Eventually our houseguests continued northward, and Gretchen started preparing an early lupper of beans in a sort of mole sauce that contained both coffee and chocolate. Whenever a food contains as many Goya products as this one did, count me in! I was so hungry by the time it was ready (signaled by the clicking of the rice cooker, which was making the side of rice) that all I could do was pace the floor.
At some point today I put the first plant in the greenhouse. It was a volunteer tomato that had first appeared in a planter of spinach (a planter that later proved inhospitable for anything but moss). I'd transplanted it to another pot a couple months ago, and it was this pot that I moved into the greenhouse, setting it on the low table I'd made of pressure treated wood and bluestone.
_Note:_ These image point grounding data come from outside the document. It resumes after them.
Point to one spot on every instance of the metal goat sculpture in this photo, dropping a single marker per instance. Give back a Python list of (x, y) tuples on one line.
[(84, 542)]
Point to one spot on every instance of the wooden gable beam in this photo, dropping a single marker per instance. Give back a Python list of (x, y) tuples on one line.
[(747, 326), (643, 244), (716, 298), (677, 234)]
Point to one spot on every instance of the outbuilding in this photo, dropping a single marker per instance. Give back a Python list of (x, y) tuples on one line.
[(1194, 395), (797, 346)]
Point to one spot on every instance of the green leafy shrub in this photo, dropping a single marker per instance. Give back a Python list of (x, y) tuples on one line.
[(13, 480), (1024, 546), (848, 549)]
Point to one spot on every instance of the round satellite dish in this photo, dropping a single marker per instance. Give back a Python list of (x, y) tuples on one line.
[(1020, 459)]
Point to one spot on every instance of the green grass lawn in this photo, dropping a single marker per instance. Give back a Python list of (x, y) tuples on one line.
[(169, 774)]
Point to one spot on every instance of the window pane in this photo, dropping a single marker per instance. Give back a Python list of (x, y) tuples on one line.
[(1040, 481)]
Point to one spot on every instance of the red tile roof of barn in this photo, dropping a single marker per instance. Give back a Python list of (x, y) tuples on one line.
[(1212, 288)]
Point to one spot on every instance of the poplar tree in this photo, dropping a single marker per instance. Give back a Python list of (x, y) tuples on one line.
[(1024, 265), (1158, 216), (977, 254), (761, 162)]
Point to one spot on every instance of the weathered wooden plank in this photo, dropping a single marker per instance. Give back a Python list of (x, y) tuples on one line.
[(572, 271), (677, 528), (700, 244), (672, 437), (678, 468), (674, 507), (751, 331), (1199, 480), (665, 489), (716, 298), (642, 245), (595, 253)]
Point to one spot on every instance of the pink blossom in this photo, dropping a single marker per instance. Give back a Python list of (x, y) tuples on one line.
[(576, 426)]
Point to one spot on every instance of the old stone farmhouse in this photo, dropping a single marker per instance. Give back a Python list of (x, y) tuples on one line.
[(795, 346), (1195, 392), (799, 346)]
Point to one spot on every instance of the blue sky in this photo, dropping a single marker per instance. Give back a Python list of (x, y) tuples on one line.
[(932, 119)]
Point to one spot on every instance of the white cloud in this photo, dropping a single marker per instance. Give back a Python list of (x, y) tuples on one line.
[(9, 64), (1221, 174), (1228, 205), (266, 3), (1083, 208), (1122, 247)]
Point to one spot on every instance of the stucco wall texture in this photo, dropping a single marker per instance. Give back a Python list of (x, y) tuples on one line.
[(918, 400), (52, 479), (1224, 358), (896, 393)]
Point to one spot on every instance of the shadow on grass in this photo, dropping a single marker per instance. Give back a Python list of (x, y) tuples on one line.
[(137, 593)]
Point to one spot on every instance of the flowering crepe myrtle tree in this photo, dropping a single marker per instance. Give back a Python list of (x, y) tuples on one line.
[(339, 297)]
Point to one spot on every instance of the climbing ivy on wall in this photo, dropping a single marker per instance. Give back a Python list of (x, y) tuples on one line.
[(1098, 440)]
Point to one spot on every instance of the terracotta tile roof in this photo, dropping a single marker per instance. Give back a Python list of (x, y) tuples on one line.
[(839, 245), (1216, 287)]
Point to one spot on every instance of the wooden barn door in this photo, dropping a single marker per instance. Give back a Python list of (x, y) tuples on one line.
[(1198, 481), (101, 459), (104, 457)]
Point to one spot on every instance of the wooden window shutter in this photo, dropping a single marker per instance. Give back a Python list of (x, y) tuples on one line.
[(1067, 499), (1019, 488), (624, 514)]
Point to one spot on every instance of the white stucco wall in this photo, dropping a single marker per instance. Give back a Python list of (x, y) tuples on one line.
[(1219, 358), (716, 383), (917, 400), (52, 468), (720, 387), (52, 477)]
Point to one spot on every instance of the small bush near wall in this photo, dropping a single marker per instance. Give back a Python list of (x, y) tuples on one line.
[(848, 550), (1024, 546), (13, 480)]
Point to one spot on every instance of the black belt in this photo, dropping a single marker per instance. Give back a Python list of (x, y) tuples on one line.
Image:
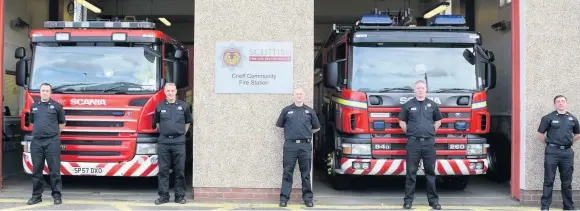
[(172, 136), (299, 140), (560, 146)]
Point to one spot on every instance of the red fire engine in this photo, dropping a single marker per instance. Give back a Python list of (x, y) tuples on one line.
[(364, 72), (109, 76)]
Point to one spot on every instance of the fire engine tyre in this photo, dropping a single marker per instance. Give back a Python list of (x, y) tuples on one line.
[(456, 183), (499, 156), (337, 181)]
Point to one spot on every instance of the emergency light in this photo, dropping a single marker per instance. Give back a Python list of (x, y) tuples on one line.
[(375, 19), (448, 20), (98, 25)]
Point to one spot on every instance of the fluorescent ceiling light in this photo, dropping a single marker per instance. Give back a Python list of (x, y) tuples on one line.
[(436, 10), (89, 6), (165, 21)]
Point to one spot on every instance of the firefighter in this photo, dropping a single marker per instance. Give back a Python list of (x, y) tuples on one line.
[(558, 130), (299, 122), (172, 118), (48, 120), (419, 118)]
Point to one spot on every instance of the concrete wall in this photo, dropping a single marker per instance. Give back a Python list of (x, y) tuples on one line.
[(35, 12), (551, 68), (236, 144)]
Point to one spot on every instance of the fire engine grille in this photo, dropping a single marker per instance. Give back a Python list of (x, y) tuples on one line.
[(70, 133), (90, 153), (94, 124), (91, 143), (94, 112), (444, 125)]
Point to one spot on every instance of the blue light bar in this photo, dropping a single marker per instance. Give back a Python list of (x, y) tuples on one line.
[(448, 20), (375, 19), (99, 25)]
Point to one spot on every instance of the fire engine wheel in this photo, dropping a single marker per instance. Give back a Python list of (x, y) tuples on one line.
[(455, 182), (337, 181), (498, 155)]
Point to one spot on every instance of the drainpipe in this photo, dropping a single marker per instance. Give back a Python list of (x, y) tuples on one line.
[(2, 2)]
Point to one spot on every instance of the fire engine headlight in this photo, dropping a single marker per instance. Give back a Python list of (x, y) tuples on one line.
[(62, 36), (146, 149), (474, 149), (356, 149), (25, 146), (119, 37), (460, 125)]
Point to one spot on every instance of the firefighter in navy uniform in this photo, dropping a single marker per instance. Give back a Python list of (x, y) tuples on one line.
[(419, 118), (558, 130), (48, 120), (299, 122), (172, 118)]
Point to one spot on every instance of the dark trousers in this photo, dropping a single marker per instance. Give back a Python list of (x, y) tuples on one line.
[(417, 149), (303, 153), (563, 159), (171, 154), (49, 149)]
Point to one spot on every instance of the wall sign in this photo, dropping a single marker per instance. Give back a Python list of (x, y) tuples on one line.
[(254, 67)]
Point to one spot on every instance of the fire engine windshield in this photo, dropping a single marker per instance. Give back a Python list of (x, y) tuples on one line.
[(384, 68), (95, 69)]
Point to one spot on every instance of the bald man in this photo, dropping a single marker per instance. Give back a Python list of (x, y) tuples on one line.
[(172, 117), (299, 122)]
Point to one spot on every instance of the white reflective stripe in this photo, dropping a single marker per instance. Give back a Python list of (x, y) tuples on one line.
[(477, 105), (351, 103), (68, 118), (99, 131), (102, 108)]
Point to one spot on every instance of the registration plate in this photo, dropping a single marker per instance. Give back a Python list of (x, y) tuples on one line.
[(91, 170), (381, 146)]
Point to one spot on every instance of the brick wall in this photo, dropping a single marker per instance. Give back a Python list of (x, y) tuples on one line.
[(244, 193), (532, 198)]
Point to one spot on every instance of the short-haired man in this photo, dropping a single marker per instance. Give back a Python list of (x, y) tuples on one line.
[(420, 118), (172, 118), (48, 120), (299, 122), (558, 130)]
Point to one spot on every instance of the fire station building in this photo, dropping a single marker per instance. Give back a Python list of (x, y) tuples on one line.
[(237, 147)]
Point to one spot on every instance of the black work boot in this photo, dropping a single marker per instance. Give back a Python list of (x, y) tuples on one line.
[(161, 200), (180, 200), (34, 200), (407, 205)]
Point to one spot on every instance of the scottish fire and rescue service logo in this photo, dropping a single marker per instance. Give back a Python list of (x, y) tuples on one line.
[(232, 57)]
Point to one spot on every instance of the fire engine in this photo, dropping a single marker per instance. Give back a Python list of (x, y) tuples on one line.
[(364, 72), (109, 77)]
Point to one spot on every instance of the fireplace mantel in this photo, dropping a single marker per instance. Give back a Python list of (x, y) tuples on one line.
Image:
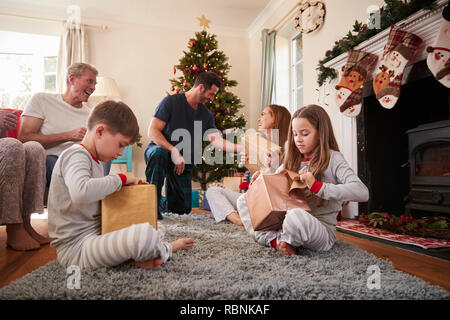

Some years ago when Gretchen was doing a residency at Blue Mountain Center in the Adirondacks, one of her new friends there, an artist, offered to paint something beautiful on a bat box she'd bought. So she let him take it home with him. Years passed, and she'd occasionally ask about it, and then eventually she got an email suggesting that the ongoing flake-out was a permanent condition. So a couple weeks ago she bought another bat box. Hoping to redeem the fiasco of that first bat box, today I decorated this new one with one of my trippy paintings (this was all of my initiative). I'd already painted it with primer and then a layer of greenish-blue, so over this I painted a motiff of a bat flying in front of the constellation of Orion. I also included a crescent moon, though I later realized it was far too big against Orion unless that bat was flying in outer space a couple thousand miles from the moon.